In the following week, there was another pregnancy which was Cesarean, and I missed it(instant depresun). Both baby and mother were in perfect health, so that's a good thing. Another thing that gave me instant depresun was the age of the mother. She was 23, my age. Here was a lady my age starting a family with her equally young husband, while I was still living in my mother's spare room(although my clothes stay in the place, I can't necessarily call it my room seeing as family relatives tend to displace me from there whenever they spend the night). Her folder read "Occupation: Banker", which meant she was working and judging from the room she stayed in(A private room with a bathroom and wardrobe), her company's HMO(Google it) could afford it.
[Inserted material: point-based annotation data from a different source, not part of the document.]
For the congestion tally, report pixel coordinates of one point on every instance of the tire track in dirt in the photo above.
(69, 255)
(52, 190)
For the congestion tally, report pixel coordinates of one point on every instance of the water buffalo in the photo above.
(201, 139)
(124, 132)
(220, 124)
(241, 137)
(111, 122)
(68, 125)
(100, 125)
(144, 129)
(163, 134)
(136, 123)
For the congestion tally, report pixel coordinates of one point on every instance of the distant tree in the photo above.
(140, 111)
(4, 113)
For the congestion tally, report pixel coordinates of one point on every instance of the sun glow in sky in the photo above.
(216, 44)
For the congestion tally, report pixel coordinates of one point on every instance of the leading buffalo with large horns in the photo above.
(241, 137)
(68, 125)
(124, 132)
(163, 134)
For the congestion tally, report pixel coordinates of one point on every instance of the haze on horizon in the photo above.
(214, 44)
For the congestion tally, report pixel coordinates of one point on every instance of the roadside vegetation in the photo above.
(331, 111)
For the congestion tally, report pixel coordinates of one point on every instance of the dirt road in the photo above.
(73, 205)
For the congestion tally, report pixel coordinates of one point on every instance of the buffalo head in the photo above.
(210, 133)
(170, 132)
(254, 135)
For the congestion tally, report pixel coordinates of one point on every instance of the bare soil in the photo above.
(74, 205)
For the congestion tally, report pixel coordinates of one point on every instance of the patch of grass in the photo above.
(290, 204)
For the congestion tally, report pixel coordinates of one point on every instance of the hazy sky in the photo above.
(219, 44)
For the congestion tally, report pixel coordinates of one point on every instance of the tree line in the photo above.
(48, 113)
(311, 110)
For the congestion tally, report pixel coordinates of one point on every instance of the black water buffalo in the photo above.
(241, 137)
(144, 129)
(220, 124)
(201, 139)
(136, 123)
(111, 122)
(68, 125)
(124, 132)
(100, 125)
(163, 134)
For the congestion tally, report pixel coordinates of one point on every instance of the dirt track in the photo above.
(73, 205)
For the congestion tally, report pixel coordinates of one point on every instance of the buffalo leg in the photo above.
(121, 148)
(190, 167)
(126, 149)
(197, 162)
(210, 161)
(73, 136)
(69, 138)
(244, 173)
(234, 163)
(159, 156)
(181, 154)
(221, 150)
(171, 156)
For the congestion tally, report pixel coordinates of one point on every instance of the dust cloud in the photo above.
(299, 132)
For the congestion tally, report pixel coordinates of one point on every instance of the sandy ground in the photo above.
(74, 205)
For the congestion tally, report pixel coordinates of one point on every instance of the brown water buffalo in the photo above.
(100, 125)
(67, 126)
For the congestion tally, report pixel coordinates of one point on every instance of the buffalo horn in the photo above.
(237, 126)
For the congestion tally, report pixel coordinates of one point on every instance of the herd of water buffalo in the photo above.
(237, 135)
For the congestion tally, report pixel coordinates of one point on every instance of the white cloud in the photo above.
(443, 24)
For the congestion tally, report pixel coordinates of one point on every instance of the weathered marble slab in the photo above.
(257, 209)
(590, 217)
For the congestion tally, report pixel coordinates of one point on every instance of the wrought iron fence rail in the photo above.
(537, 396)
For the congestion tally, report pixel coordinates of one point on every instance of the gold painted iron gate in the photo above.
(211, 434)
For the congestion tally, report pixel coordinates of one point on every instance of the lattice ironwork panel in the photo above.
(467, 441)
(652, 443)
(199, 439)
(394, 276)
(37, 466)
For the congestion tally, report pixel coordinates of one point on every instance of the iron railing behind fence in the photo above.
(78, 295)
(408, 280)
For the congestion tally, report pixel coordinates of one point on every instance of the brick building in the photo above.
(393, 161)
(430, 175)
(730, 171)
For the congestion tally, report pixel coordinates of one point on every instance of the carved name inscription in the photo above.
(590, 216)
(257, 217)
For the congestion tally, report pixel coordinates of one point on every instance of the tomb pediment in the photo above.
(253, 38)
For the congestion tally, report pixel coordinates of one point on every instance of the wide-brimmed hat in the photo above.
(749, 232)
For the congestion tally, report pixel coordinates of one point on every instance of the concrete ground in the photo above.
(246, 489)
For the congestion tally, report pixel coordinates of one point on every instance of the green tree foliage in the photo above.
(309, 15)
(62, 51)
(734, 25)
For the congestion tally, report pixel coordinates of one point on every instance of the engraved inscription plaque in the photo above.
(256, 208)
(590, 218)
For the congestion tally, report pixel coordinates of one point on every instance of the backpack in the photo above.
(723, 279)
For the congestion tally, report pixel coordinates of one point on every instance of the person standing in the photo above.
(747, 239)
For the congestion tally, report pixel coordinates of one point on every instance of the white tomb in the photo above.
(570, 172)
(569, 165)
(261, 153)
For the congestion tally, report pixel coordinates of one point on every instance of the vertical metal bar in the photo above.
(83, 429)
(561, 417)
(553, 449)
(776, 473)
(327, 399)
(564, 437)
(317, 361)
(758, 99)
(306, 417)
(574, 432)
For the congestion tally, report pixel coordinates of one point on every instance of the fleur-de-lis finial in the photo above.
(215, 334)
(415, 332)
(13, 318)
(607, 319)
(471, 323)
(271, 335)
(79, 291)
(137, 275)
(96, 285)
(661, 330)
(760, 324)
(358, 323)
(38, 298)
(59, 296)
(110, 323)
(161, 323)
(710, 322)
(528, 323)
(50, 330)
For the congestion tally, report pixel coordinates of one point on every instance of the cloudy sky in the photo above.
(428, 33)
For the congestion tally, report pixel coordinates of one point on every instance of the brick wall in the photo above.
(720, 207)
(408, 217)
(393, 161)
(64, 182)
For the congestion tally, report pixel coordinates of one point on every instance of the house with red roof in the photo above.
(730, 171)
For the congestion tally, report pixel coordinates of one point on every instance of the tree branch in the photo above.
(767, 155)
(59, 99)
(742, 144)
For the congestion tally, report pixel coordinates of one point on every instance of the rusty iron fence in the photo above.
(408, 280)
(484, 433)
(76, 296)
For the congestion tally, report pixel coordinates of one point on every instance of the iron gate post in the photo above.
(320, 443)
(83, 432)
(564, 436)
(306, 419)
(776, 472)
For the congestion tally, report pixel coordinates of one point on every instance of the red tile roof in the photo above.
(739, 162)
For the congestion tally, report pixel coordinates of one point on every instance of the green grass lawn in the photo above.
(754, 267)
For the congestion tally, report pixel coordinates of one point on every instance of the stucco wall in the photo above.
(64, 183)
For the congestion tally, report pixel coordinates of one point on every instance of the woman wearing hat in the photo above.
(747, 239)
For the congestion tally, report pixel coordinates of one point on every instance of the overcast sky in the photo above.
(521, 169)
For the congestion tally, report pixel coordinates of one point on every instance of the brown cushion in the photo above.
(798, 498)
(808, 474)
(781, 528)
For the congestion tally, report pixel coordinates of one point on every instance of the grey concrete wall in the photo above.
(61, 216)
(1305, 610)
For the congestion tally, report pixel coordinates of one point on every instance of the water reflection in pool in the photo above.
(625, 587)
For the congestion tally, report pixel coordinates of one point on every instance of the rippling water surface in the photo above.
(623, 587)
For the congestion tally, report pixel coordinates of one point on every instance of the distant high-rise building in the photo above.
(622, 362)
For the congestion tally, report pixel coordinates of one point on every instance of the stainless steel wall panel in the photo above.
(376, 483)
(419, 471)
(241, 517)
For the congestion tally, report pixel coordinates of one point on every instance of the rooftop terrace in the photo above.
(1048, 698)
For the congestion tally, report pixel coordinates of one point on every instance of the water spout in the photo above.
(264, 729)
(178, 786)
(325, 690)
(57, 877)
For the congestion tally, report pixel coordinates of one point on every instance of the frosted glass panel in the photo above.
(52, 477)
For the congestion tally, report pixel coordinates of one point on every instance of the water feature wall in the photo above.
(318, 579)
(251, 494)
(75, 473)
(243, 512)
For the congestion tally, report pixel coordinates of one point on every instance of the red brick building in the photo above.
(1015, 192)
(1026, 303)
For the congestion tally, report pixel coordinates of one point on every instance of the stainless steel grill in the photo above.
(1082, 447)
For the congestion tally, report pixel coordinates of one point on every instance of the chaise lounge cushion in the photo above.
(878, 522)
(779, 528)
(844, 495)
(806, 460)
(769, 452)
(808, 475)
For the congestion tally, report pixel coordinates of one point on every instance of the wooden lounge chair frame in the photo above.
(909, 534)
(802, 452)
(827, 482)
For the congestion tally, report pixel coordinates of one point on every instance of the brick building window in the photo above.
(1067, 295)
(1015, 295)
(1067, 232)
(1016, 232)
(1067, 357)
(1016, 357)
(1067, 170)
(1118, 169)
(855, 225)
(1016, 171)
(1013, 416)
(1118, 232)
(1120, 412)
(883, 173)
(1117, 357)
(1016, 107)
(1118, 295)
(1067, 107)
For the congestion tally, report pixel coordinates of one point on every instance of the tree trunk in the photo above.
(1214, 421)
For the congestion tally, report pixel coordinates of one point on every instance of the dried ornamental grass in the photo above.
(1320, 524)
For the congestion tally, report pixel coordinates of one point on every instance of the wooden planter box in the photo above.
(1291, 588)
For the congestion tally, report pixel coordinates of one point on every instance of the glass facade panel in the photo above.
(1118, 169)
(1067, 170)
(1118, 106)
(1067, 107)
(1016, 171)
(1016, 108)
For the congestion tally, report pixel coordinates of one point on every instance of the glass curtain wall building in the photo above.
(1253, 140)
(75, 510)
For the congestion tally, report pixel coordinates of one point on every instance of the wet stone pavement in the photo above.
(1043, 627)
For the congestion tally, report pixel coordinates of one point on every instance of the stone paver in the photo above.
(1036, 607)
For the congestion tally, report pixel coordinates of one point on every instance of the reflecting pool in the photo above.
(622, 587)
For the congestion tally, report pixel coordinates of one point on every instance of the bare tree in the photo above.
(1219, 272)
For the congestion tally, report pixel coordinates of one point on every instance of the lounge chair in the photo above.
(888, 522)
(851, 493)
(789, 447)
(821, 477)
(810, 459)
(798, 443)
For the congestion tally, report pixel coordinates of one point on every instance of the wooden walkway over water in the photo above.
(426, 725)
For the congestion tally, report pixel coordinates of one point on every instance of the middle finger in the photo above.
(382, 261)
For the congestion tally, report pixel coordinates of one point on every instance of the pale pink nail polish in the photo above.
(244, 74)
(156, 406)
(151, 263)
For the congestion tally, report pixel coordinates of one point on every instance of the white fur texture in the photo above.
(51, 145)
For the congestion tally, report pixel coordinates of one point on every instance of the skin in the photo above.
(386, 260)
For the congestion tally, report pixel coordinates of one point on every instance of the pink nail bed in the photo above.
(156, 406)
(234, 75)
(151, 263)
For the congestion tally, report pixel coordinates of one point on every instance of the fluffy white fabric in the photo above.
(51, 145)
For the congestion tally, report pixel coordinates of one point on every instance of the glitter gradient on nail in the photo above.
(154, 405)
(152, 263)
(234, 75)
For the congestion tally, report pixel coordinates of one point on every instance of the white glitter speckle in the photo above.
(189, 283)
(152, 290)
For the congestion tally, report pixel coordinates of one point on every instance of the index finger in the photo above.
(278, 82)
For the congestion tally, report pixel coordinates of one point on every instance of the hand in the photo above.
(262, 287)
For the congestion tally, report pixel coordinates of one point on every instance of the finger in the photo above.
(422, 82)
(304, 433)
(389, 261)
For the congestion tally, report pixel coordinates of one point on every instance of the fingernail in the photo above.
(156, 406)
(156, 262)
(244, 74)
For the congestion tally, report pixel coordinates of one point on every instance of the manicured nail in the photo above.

I was happy for her, no doubt. Still, the idea of her already settling down at that age made me question my existence and the direction my life is heading: I am not a graduate nor getting paid and still dependent on others. Not that I need to rush my life, but am I the only one who feels their time move slow?
IM INJECTIONS AND FREAK-OUTS
It's a new week, and I'm back to work after the shift I had for five nights straight(it was boring, no deaths or surgeries. The only "eventful" thing about the shift was my diarrhoea). Coming back I've realized how much I dislike these morning shifts: Waking up early to meet up with handing overs can be stressful and there is also the matter of me wanting to miss out of the hospital's morning prayers(call me devil, I don't care. There's just something about standing among others, singing praises as you try to avoid eye contact by staring at ante-natal posters on the wall).
Morning shifts are also hectic, as in working in the out-patient department; checking vitals, directing patients to consult rooms and laboratories for tests, and administering IM injections(Ah... IM injections). Whenever I give that injection, I get this sinking feeling that I may have injected the medicine into the wrong site. Still, my calculations are always correct: I divide the buttocks(I have seen so many butts these few days) into four quadrants and inject the substance at the farthest point of the upper quadrant, but I still feel like I didn't do it accurately. My only means of knowing that I did it correctly is that the patient neither complains of excessive pain nor starts limping strangely. Plus the fact that the site doesn't bleed out profusely, which gives me peace of mind and I am super calm when injecting that shit like my hands don't shake at all... I have the peaceful mind of a serial killer.
Well, shit, I've written way too much already. Guess I'm going to make this a three-parter(Is that even a thing?). Please tune in next time for more Clinic matters with me, your narrator, Ebube.
PS Is it weird to love the smell of methylated spirit? Like I get a sort of high from it. I'm just saying.